In the biopic Interrupted Melody, Ford starred with Eleanor Parker, who was nominated for the Best Actress Oscar.

The Westerns with which he would always be associated include Jubal, The Fastest Gun Alive, Cowboy, The Secret of Convict Lake with Gene Tierney, the classic Western 3:10 to Yuma, and Cimarron.

Ford’s versatility was shown in some popular comedies, almost always as the beleaguered, well-meaning, but nonplussed straight man, set upon by circumstances.  In The Teahouse of the August Moon, which co-starred Brando, he played an American soldier sent to Okinawa to convert the occupied island natives to the American way of life, and is instead converted by them.

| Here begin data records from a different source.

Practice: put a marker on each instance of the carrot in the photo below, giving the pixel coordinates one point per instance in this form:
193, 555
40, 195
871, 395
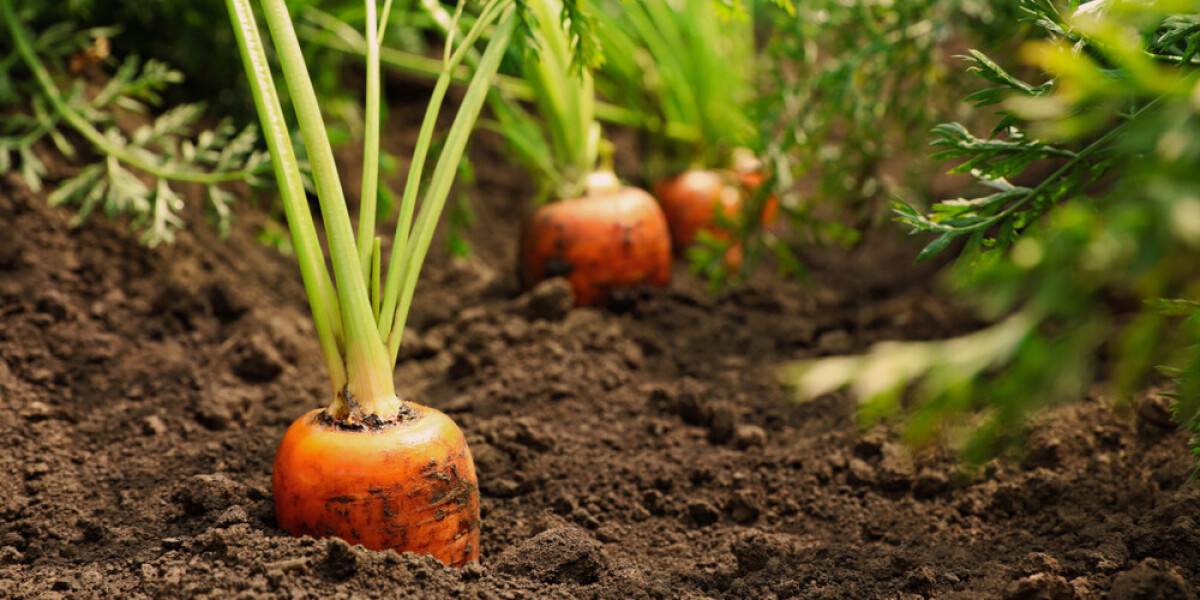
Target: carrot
699, 199
419, 496
370, 468
604, 241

He also starred in The Gazebo, Cry for Happy, The Courtship of Eddie’s Father, and the naval-themed Don’t Go Near The Water with Gia Scala.

Superman (1978)

In 1978, Ford had a supporting role in Superman, as Clark Kent’s adoptive father, Jonathan Kent, a role that introduced Ford to a new generation of audiences. In Ford’s final scene in the film, the theme song from Blackboard Jungle, “Rock Around the Clock,” heard on a car radio.